L'edonismo discografico ha bisogno di album come questi per essere ridimensionato e messo in discussione: l'abbandono della musica militante è una delle ragioni dello scollamento tra pubblico e musicisti, fattore che ha ridotto la musica a puro prodotto con una fuga non solo di consumo, ma anche di modello ideologico.
Franklin James Fisher, Ryan Mahan e Lee Tesche con il loro esordio "Algiers", che giunge dopo sei anni di attività, rimettono indietro l'orologio della storia del rock, non per divertirsi con sonorità perdute o filosofie esoteriche, ma per strappare il velo d'indolenza che fa annaspare la musica rock, rimettendo in gioco quel fervore anticapitalista e rivoluzionario che dal blues all'avanguardia, passando per l'elettronica e il pop, è stato l'elemento purificante di un arte sempre più incline al narcisismo.
Il situazionismo ritorna a essere il motore culturale delle logiche della sinistra, non quella istituzionalizzata e affascinata dal totalitarismo. Il gospel e la musica di protesta ricontestualizzano il passato al presente, in un'era dove le ingiustizie economiche e sociali sono ancor più stridenti e dove la mano ostruente non è facilmente visibile.
La rivoluzione sonora degli Algiers riparte dalle radici del blues e della musica nera, ma si alimenta di tutte le variabili che hanno preservato nella storia le sue radici popolari.
È in questa visione a 360 gradi il vero fascino della musica degli Algiers, abile nel citare stili disparati con frammenti che messi insieme danno origine a un suono originale e ben definito.
Non si ha la sensazione che il trio abbia inciso questo album come primo tassello di una carriera, anzi il dubbio che questo disco possa non avere un seguito è quasi preminente durante l'ascolto. Le dieci tracce non aprono nessun dialogo o discorso, anzi lo chiudono, lo sigillano con quella rabbia che non sentivamo più dai tempi di MC5 e Public Enemy e con quel senso del dramma e di annichilimento umano che prima i Bad Seeds e poi i Suicide addomesticarono al gergo rock.
Prendiamo ad esempio "Black Eunuch": per un attimo sembra un soul anni 60, prima che il dub faccia tracimare tutto verso un'elettronica post-Suicide, o la tensione sonora di "Irony. Utility. Pretext." esemplare brano anti-pop dove il testo non lascia possibilità di compromessi.

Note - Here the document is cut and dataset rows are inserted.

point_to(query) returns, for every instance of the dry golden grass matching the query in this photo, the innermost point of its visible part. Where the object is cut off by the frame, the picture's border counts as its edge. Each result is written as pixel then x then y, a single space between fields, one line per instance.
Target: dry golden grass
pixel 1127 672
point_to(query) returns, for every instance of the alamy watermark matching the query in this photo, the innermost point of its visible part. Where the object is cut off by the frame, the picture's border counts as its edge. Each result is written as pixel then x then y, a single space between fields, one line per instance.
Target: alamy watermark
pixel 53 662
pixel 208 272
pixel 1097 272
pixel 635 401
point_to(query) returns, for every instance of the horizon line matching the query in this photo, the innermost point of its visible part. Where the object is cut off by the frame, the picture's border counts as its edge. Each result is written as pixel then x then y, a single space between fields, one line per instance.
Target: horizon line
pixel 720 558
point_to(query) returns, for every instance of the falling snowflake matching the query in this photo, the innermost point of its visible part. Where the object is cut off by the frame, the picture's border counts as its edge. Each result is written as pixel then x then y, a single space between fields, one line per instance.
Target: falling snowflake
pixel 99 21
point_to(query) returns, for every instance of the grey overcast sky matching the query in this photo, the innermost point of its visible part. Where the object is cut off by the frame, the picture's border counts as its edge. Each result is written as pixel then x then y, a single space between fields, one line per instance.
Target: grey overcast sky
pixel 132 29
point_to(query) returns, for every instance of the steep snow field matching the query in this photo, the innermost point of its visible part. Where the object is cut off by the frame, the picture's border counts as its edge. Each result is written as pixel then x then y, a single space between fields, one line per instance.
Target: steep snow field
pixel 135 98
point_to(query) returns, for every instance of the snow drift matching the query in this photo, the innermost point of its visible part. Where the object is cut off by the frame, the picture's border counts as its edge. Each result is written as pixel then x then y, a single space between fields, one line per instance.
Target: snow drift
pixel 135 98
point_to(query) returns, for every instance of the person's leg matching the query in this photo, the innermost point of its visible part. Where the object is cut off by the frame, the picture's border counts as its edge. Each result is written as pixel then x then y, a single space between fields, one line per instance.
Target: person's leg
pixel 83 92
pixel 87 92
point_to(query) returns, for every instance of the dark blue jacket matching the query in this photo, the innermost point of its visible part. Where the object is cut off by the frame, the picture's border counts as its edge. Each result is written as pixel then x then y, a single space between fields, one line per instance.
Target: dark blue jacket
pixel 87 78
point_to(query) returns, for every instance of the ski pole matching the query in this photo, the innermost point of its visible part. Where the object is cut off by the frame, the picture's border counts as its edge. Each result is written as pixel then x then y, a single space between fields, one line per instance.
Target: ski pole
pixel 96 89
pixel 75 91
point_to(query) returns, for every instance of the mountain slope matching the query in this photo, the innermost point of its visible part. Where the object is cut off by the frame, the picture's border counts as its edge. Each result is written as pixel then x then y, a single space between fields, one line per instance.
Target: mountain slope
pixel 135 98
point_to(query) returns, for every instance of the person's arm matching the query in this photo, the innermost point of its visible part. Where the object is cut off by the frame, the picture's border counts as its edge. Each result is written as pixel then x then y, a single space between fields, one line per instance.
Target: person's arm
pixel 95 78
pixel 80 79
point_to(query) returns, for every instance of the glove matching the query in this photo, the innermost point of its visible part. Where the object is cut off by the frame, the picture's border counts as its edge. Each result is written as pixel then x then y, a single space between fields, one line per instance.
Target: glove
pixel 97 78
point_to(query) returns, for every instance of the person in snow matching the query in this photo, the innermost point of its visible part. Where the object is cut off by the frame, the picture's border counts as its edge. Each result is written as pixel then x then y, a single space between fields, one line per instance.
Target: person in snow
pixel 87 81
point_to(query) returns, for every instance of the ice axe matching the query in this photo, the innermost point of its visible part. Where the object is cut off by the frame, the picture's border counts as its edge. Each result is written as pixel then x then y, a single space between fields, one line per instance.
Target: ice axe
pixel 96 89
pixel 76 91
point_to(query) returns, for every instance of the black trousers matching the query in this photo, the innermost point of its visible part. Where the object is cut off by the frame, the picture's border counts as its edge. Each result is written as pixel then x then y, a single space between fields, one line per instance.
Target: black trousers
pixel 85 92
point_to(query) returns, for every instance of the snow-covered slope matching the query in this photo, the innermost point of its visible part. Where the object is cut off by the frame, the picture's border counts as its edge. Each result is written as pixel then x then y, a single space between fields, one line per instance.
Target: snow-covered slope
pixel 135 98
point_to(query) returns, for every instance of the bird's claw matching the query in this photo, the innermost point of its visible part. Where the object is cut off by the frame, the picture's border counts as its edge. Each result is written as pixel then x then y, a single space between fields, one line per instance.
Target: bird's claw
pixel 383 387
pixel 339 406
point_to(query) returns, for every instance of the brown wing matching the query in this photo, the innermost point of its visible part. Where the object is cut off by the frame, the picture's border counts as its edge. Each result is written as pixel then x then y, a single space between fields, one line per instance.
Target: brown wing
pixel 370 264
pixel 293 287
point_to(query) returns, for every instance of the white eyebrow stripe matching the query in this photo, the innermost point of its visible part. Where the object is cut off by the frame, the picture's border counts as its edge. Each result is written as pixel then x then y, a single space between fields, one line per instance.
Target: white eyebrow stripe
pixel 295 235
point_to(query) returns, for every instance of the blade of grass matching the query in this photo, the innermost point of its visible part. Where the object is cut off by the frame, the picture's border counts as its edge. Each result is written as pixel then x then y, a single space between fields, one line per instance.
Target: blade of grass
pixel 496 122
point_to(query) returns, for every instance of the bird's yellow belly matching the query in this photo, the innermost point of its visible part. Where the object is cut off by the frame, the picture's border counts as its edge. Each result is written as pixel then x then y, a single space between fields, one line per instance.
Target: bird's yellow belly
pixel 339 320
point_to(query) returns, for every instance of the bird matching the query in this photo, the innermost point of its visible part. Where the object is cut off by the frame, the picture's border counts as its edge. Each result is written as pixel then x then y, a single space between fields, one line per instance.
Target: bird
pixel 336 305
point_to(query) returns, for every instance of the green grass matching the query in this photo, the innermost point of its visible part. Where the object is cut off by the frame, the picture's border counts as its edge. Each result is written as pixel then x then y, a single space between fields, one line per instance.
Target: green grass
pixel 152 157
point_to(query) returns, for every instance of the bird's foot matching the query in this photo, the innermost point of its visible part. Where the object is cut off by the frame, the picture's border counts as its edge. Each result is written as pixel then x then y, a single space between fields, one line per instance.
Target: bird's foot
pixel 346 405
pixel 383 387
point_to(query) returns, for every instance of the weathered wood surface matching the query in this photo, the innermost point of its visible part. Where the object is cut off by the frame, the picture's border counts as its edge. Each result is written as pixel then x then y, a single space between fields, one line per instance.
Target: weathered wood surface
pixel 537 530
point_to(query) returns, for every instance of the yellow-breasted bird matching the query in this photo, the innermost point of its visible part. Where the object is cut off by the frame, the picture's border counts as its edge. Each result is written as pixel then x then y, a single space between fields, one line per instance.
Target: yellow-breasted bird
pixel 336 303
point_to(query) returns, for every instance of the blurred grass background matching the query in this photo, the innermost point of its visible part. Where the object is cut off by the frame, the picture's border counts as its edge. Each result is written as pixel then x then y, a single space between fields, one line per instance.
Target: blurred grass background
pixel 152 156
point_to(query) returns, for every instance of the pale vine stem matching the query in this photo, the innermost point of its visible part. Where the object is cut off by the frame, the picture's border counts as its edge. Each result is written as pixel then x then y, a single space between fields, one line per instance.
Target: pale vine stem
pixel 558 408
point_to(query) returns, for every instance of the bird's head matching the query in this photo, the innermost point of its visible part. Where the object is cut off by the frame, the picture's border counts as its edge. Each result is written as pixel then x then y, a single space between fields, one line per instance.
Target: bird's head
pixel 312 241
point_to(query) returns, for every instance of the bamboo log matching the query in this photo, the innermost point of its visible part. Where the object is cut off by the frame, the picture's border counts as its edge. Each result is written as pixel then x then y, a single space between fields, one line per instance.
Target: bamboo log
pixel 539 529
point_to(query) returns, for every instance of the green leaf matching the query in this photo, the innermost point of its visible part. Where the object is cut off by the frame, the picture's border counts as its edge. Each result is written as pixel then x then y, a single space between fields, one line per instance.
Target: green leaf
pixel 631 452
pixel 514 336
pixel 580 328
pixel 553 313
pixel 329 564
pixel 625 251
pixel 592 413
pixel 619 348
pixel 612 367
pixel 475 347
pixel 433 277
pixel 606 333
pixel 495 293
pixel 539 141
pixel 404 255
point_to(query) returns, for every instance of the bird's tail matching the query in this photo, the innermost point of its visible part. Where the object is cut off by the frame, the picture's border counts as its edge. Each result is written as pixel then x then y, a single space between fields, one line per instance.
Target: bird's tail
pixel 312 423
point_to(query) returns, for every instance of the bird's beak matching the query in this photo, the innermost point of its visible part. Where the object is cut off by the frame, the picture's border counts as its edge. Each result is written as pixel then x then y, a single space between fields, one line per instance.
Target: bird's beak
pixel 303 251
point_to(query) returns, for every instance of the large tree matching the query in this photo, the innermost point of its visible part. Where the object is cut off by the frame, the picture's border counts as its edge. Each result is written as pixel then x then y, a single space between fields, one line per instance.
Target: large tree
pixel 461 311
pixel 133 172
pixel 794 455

Musicalmente "Algiers" rinnova il fragore del punk ma concedendosi al gospel che diviene un apocalittico groove dove innestare soul, industrial e cascate di synth.
Senza ambire al capolavoro l'album è un'esperienza sonora unica e travolgente nella sua autenticità. Franklin James Fisher canta come se Nick Cave fosse nato in Africa o come se PJ Harvey imitasse Nina Simone, trascinando anche l'insieme meno grintoso verso una catarsi purificatrice; in "Blood" agguanta perfino le grazie del pop soul, graffiandolo e scuotendolo come si fa con un bambino viziato.
Il battito di mani e cori gospel ("Remains") gli scampoli di blues post-atomica ("But She Was Not Flying"), le sonorità grezze prive di noise e avvolte da un clima claustrofobico ("Claudette"), le polluzioni elettroniche e industrial ("And When You Fall") e il passo falso della militante e incerta "Old Girl" sono un tutt'uno, un prendere o lasciare dove il risultato d'insieme è più corrosivo e importante di ognuno dei suoi frammenti.
A volte idiosincratico, oscuro, tribale, ipnotico, perfino delicato e poetico in maniera quasi convenzionale ("Games"), "Algiers" è un manifesto sonoro e ideologico dove Malcom X e Alejandro Jodorowsky si stringono la mano, un evento al quale non è necessario essere invitati per farne parte.